Readit News logoReadit News
bikeshaving · 4 months ago
Does this mean we’ll finally get empirical proof for the aphorism “a picture is worth a thousand words”?

https://en.wikipedia.org/wiki/A_picture_is_worth_a_thousand_...

heltale · 4 months ago
I suppose it’s only worth 256 words at a time right now. ;)

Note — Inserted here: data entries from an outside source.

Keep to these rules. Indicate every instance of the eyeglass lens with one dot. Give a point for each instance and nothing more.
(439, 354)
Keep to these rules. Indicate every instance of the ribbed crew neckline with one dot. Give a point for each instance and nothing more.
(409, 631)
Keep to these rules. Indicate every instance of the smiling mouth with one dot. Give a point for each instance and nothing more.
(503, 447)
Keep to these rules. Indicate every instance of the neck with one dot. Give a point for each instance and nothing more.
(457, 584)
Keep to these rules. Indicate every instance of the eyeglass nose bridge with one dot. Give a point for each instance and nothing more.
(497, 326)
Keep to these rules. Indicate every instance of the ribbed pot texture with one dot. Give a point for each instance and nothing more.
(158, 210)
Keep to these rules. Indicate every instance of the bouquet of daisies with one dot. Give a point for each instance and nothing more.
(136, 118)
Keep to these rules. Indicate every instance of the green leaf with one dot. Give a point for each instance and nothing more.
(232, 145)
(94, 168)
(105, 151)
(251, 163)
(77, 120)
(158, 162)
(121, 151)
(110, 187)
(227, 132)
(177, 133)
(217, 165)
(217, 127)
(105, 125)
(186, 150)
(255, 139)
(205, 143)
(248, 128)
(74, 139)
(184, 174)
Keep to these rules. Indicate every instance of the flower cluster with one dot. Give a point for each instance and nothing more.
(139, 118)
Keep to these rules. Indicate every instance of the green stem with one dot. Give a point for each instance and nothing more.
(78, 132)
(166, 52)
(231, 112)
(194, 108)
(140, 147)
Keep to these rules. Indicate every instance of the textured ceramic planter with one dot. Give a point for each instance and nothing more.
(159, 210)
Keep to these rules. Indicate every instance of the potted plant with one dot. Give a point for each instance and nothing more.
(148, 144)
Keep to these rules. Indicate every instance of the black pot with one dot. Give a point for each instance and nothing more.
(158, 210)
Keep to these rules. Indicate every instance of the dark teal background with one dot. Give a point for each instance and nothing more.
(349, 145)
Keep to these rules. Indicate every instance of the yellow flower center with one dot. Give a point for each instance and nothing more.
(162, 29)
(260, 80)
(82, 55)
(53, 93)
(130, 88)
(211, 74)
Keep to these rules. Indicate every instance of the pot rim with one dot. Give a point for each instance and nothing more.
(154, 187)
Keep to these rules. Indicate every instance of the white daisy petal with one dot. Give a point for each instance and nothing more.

https://arxiv.org/abs/2010.11929

estebarb · 4 months ago
The CALM paper https://shaochenze.github.io/blog/2025/CALM/ says it is possible to compress 4 tokens in a single embedding, so... image = 4×256=1024 words > 1000 words. QED
floodfx · 4 months ago
Why are completion tokens more with image prompts yet the text output was about the same?
cma · 4 months ago
Some multimodal models may have a hidden captioning step that may take completion tokens, others work on a fully native representation, and some do both I think.
Garlef · 4 months ago
"Thinking" Mode
nunodonato · 4 months ago
it doesn't say that anywhere.

Deleted Comment

ashed96 · 4 months ago
In my experience, LLMs tend to take noticeably longer to process images than text.
weird-eye-issue · 4 months ago
It has to get the image data first, basically just IO time before processing it
ashed96 · 4 months ago
IIRC there's pre-processing (embedding/tokenization?) before feeding images to LLMs?

Hit this issue optimizing LLM request times. Ending up lowering image resolution. Lost some accuracy but could bear that.

psadri · 4 months ago
I wonder if these stay in the prefix cache?